In 2009, global atmospheric concentrations of GHGs reached the highest levels ever recorded - the highest for 800,000 years. Carbon dioxide (CO2) is said to be 38% higher than pre-industrial levels and changes in land use have significantly increased methane and nitrous oxide emissions. Many natural systems are already being affected by temperature increases. The Arctic has warmed double the global average over the past century and the melting of glaciers, ice caps and sheets, and thermal expansion of the oceans, has, in turn, led to an estimated rise in average global sea level of 17cm over the last century. As a result plants and creatures die, the Gulf Stream is thrown into disarray, and the destabilisation of our natural weather patterns as we knew them continues.
Impact on the UK
Here in the UK the government completed its UK Climate Change Risk Assessment (CCRA) in 2012, and updated it in 2017. It contains an overview of national risks to 2100. The CCRA identifies flooding as the greatest threat to the UK posed by climate change, with up to 3.6 million people at risk by the middle of the century. The current annual damage to properties caused by flooding is around £1.3 billion per annum, but this is expected to rise to £2bn-£12bn a year at today's prices by 2080 without intervention. Other issues highlighted by the report include:
- Increases in summer heat mortality
- Changes in wildlife migration
- Alterations in species communities as plants and animals fail to move fast enough to thrive
- Threats to food production
- Erosion from heavier rains
- Weather related threats to infrastructure and business locations
- Loss of working-time from heat stress
- Changes in fish stocks
- Wildfires in drier summers
The CCRA also concludes that, for the next 30 years at least, climate change is 'locked in'. This makes woodland creation all the more important in both helping to adapt to the new climate, and in reducing climate change beyond the next 30 years.

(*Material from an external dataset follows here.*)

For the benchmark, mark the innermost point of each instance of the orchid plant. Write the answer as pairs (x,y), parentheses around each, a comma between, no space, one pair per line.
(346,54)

The 2008 Climate Change Act - committing the UK to an 80% reduction in CO2 emissions between 1990 and 2050 - was at the time and still is amongst the most ambitious emissions reduction commitments in the world. The Act requires three main actions:
- The setting of legally-binding carbon budgets on the way to the 2050 target. A carbon budget is a cap on the amount of greenhouse gases emitted in the UK over a five-year period. Budgets must be set at least 12 years in advance to allow policy-makers, businesses and individuals enough time to prepare. The first five carbon budgets have been put into legislation and run up to 2032, by which point emissions should be 57% below 1990 levels.
- As an issue like climate change is too important to allow governments to mark their own work, the Act also required the setting up of an independent Committee on Climate Change (CCC). The CCC assesses government policy and progress, and helps prepare for the impacts of climate change by scrutinising the government's strategy for adaptation.
- The government is required to carry out a Climate Change Risk Assessment every 5 years, as referred to above.
Progress and plans
We are doing well so far. Emissions are down 42% to date, compared to only 3% across the G7 and in pursuit of a 57% reduction by 2032. This overall progress does hide one problem: 75% of emission reductions since 2012 have come from the energy sector, switching to renewable sources, whilst other sectors, such as transport, waste and land use, have remained largely flat. The government's latest plan - the Clean Growth Strategy - was published at the end of 2017. Areas highlighted for improvements include business and industrial efficiency (25% of planned reductions), more efficient homes (13%), low carbon transport (24%) and improved land use (15%).
The Committee on Climate Change's independent review of the strategy concluded the following:
- The Government has made a strong commitment to achieving the UK’s climate change targets.
- Policies and proposals set out in the Clean Growth Strategy will need to be firmed up.
- Gaps to meeting the fourth and fifth carbon budgets remain. These gaps must be closed.
- Risks of under-delivery must be addressed and carbon budgets met on time.
Of interest to Forest Carbon partners may be the conclusion reached by the Committee that rates of woodland creation are 67% below where they need to be for carbon reductions and for landscape adaptation benefits.